Шелби насупила брови.
– Я не болталась. – Потом она вспомнила, как однажды открылась дверь, и она убежала при виде мрачной фигуры. – Ну, может быть, иногда, – призналась Шелби.
У тату-художника темные водянистые глаза и пристальный взгляд, который пронзает насквозь.
– Где вы хотите ее нанести? – спросил он. Заметив ее смущение, мужчина ухмыльнулся. В удивленном выражении лица мужчины она увидела отблеск какой-то другой стороны его натуры. – Татуировку?
Шелби потратила немало времени, чтобы сделать свой выбор.
– На сердце.
– Вы в этом уверены? – Он некрасив, но в его облике есть что-то притягательное. А что, если, переступив порог этой мастерской, она попала в мир, где можно изменить свою судьбу?
– Да, уверена, – сказала Шелби, надеясь, что, если показать что-то на теле, выведя это на всеобщее обозрение, боль внутри утихнет.
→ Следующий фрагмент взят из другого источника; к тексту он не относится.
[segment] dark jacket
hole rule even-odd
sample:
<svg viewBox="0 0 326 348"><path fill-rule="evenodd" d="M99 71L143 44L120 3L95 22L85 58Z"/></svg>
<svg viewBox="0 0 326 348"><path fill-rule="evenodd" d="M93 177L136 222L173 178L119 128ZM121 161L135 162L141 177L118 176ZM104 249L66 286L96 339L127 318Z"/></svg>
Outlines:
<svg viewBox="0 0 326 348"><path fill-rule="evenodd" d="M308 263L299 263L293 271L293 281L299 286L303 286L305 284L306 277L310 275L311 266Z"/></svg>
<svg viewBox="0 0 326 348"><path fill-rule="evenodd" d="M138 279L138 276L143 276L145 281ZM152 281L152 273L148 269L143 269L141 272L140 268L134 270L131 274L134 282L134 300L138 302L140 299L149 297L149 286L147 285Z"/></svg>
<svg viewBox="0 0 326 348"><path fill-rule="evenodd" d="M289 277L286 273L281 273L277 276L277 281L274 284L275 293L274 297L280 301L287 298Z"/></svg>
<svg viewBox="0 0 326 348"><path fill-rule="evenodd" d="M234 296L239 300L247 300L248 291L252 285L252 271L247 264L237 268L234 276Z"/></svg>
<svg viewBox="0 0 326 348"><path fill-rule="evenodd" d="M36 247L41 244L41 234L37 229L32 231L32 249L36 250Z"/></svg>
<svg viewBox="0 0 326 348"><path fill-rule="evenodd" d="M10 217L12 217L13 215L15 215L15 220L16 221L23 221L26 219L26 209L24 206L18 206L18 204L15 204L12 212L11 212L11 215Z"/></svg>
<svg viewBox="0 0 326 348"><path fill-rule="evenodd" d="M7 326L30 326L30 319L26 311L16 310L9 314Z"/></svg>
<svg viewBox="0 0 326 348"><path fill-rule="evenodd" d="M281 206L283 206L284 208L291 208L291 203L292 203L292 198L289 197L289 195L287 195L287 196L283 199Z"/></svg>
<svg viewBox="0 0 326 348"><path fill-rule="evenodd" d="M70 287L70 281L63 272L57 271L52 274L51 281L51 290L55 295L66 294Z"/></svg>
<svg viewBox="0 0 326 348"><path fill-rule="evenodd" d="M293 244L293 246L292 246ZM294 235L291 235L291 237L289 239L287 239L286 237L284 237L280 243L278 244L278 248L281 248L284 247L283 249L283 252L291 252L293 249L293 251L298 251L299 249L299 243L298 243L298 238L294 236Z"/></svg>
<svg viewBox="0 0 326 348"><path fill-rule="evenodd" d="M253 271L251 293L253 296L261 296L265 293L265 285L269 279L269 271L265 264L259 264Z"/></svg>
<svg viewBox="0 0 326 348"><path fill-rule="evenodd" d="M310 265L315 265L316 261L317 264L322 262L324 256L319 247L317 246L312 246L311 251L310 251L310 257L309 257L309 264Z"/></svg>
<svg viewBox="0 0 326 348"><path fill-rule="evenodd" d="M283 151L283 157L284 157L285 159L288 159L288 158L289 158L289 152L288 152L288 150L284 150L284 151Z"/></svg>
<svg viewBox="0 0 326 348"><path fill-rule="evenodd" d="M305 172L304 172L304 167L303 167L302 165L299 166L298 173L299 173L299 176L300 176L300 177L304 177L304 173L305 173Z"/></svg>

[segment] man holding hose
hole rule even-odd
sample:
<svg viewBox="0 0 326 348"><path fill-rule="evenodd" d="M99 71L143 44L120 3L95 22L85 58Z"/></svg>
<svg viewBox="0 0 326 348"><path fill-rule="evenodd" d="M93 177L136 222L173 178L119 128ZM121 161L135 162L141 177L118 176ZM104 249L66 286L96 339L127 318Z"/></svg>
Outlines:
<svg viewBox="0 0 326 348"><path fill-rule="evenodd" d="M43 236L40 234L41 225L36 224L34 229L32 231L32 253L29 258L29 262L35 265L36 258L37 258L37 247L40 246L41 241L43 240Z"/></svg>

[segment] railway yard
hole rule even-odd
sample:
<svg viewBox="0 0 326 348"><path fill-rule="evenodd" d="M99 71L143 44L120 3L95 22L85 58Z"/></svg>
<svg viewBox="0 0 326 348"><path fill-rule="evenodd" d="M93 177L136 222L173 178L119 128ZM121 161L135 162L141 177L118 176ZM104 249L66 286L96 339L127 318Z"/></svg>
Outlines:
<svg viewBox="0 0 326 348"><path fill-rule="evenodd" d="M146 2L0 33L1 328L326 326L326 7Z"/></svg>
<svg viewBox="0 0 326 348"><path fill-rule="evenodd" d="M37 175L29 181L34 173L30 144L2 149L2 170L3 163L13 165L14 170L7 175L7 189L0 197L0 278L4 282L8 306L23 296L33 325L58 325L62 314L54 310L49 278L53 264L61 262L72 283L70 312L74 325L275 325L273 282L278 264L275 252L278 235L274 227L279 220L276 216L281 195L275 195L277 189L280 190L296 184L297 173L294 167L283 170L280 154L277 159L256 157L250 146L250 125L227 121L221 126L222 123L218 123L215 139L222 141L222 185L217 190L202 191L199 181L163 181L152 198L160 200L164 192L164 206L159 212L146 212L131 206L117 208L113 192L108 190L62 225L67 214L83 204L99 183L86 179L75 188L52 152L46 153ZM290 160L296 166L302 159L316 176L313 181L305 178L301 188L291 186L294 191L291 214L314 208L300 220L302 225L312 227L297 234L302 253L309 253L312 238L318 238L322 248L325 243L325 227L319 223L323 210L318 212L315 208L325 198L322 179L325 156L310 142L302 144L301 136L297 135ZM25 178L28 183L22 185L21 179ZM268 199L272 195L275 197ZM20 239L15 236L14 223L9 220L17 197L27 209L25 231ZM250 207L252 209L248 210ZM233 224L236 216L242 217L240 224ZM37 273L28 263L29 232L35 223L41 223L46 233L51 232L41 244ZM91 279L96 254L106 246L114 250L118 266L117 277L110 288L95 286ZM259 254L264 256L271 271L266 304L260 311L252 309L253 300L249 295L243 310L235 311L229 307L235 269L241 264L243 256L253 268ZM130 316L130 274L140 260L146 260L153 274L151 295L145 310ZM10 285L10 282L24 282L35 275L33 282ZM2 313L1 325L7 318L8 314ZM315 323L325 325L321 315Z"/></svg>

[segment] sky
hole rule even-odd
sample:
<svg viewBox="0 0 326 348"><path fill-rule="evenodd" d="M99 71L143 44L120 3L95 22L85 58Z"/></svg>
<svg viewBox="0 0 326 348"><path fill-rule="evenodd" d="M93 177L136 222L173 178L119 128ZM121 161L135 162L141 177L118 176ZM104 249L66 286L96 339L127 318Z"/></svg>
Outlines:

Она выплывет наружу и покинет тебя.
Тату-художник сложил руки, словно уступая кому-то, кто явно совершает ошибку.
– Значит, вы наш клиент.
Они направились в заднюю комнату. Тату-художник сообщил, что его зовут Джеймс, что он научился своему ремеслу в Школе изобразительных искусств на 23-й улице и в тюрьме. Если он собирался напугать Шелби, ему это не удалось. Ей всегда казалось, что ее саму следовало посадить в тюрьму за то, что она сделала с Хелен. Она не одну ночь засыпала в подвале родительского дома, готовая к тому, что утром за ней придет полиция.
– Наркотики, – сказал ей тату-художник. – Когда я был юн, я действовал прежде, чем думал.
– Боюсь, вы никогда не были молоды, – выпалила Шелби. Потом, смущенная, извинилась: – Простите, не знаю, почему я это сказала.
– Потому что это правда. Я стар душой.